Russia running out of easy oil: state study
An ominous Russian state study warned the government Tuesday that it faced a light crude oil shortage that meant it could only sustain its world-topping production rates for another 15 years.
The annual ministry of natural resources survey painted a bleak Russian energy picture that also pointed to problems in future export rates of natural gas -- the domain of its largest and most important company Gazprom.
But most of the problems focused on oil and its deteriorating and diminishing quality in Russia's Soviet-era wells.
The detailed study said Russia was tapping its existing light crude reserves in western Siberia at alarming rates while failing to replace them with new finds in regions that sit further away from the industrial heartland.
The ministry concluded that oil quality was deteriorating steadily as a result and Russia could only sustain current annual production rates of 500 million tonnes for another 13 to 15 years.
"Russia has less than 30 percent of oil that 'flows' -- the remaining 70 percent is very heavy, viscous and hard-to-recover," said the survey while pointing to some western Siberian fields that stood more than two-thirds empty.

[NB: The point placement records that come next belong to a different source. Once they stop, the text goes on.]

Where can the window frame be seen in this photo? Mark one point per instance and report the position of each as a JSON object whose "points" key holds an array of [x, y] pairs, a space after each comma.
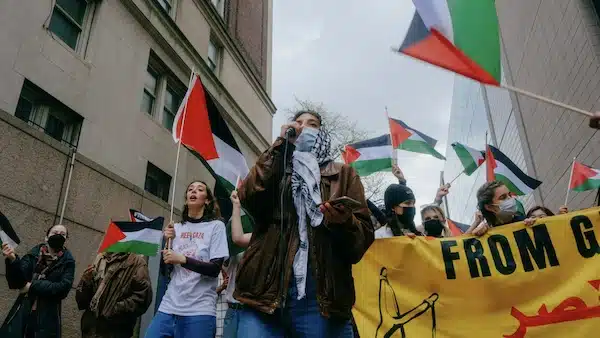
{"points": [[84, 27]]}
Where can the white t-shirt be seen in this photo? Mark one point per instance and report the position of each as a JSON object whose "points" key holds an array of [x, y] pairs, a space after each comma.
{"points": [[190, 293], [384, 232], [234, 262]]}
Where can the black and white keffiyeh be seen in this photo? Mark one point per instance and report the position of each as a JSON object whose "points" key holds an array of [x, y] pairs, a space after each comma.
{"points": [[306, 193]]}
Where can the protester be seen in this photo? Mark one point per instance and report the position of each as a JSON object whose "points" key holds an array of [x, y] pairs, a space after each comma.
{"points": [[241, 239], [434, 222], [497, 206], [400, 208], [296, 276], [199, 247], [114, 292], [44, 278]]}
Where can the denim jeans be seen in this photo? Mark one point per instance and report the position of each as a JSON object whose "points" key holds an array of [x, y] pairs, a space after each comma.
{"points": [[164, 326], [300, 319], [231, 323]]}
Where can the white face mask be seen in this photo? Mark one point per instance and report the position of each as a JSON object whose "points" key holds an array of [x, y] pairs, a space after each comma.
{"points": [[508, 210], [307, 139]]}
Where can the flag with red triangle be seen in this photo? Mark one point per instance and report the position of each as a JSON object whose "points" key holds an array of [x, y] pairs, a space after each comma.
{"points": [[142, 238]]}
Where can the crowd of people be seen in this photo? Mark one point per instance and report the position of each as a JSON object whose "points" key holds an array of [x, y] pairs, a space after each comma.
{"points": [[294, 278]]}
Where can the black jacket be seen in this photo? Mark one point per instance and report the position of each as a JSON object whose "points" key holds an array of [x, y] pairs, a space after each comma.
{"points": [[48, 292]]}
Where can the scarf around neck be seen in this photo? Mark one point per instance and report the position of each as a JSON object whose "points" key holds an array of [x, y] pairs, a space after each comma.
{"points": [[306, 193]]}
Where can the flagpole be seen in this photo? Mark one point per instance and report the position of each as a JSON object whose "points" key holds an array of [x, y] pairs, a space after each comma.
{"points": [[569, 183], [169, 242], [547, 100]]}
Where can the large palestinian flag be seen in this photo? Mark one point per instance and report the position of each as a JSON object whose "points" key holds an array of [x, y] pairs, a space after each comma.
{"points": [[142, 238], [409, 139], [470, 158], [501, 168], [206, 134], [459, 35], [370, 156], [584, 178]]}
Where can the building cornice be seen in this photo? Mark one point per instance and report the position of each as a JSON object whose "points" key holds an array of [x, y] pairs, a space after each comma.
{"points": [[210, 80]]}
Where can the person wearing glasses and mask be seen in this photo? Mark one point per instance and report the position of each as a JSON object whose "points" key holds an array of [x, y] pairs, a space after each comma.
{"points": [[44, 278], [400, 209], [497, 206]]}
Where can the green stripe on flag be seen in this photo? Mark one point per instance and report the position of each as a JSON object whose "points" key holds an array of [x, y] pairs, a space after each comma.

It added that most of the crude being produced now was of the light variety demanded on the world market -- meaning that more and more of what Russia had left over demanded extra amounts of processing.
Top government officials have spent years warning about too little money being invested in the development of untapped reserves in far-flung regions of eastern Siberia.

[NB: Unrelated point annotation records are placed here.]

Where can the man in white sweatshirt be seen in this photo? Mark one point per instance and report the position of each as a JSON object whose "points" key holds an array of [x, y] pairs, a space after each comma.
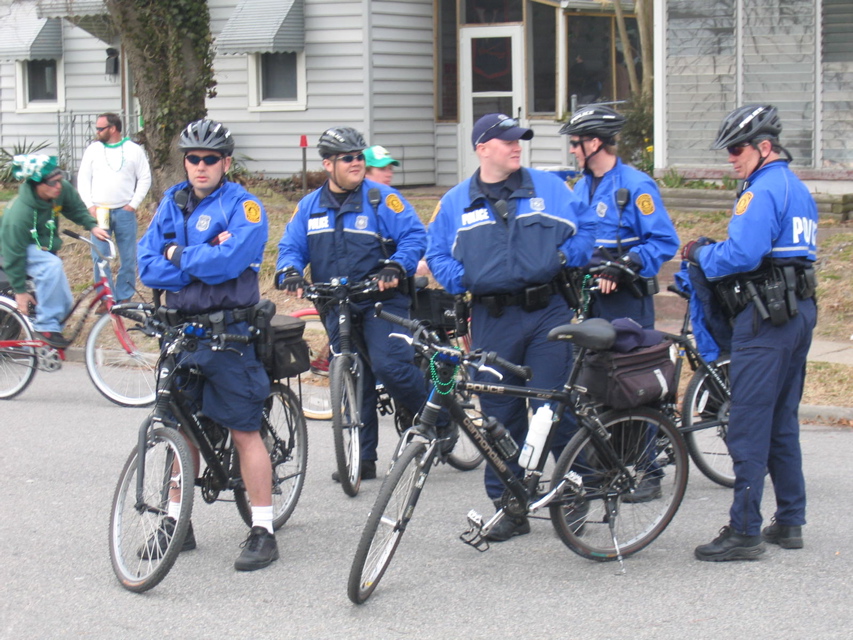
{"points": [[114, 175]]}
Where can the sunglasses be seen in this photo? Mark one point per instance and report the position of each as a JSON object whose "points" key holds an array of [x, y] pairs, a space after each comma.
{"points": [[351, 158], [507, 123], [208, 160], [738, 149]]}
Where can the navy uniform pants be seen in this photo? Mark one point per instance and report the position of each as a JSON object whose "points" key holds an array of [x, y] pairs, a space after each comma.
{"points": [[768, 366], [521, 338]]}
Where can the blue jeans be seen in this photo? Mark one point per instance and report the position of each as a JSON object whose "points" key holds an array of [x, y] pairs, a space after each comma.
{"points": [[53, 295], [123, 227]]}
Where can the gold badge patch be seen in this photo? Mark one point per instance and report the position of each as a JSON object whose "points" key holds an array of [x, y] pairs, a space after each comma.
{"points": [[252, 210], [743, 203], [394, 203], [645, 204]]}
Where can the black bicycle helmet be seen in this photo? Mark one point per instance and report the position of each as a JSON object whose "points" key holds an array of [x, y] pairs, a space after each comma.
{"points": [[207, 135], [747, 123], [596, 121], [340, 140]]}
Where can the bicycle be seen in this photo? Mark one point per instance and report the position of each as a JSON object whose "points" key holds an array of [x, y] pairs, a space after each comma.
{"points": [[589, 495], [142, 549], [120, 351]]}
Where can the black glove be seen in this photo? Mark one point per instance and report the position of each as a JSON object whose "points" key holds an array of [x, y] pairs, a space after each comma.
{"points": [[290, 280], [391, 271]]}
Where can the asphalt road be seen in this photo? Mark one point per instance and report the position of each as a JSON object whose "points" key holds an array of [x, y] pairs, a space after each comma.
{"points": [[62, 447]]}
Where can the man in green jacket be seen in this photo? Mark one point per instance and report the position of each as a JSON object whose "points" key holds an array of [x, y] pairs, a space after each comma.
{"points": [[29, 237]]}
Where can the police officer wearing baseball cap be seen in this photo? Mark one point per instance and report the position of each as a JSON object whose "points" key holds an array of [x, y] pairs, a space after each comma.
{"points": [[504, 235]]}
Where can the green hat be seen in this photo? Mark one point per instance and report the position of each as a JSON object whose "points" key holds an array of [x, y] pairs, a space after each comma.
{"points": [[377, 156], [36, 167]]}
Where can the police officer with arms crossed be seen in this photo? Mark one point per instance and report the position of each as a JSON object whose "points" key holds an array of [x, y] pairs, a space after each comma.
{"points": [[764, 278], [204, 246], [504, 234], [359, 229], [633, 225]]}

Oil companies have lobbied in favour of state policies that introduce tax breaks on firms that export from newly discovered locations and invest in geological survey work.
But the latest government findings show investment in new oil exploration declining by 40 percent and actual work going down nearly 50 percent.
The ministry also noted that the work being done in new locations was disappointing and discovering only small traces of oil.
"So far, the expectations are not being fulfilled," the Russian natural resource ministry said.
It further urged the government to introduce a more open licensing system that would offer private companies easier terms for oil exploration and a new tax breaks programme for field development work.
Russia regained the world's top oil production ranking in the past decade and has been the world's top natural gas exporter throughout the post-Soviet era.
But the latest study warned that even this lead was not safe because the world was switching to liquefied natural gas consumption while the United States and Canada were also pushing ahead with the development of shale gas.
Gazprom has been forced to temporarily stall the development of its Shtokman field in the Barents Sea after discovering the United States was no longer willing to import its expected supplies.
The state-run giant also reported a drop in European sales last year and the Russian ministry warned that further complications for Gazprom were likely.
"European consumers are increasing their liquefied gas purchases, seeking to at least partially replace the Russian pipeline supplies," said the survey.
"This trend is irreversible," it starkly noted.
The ministry observed that the new European policy could endanger Russia's planned South Stream and North Stream pipelines -- two projects designed specifically for European markets.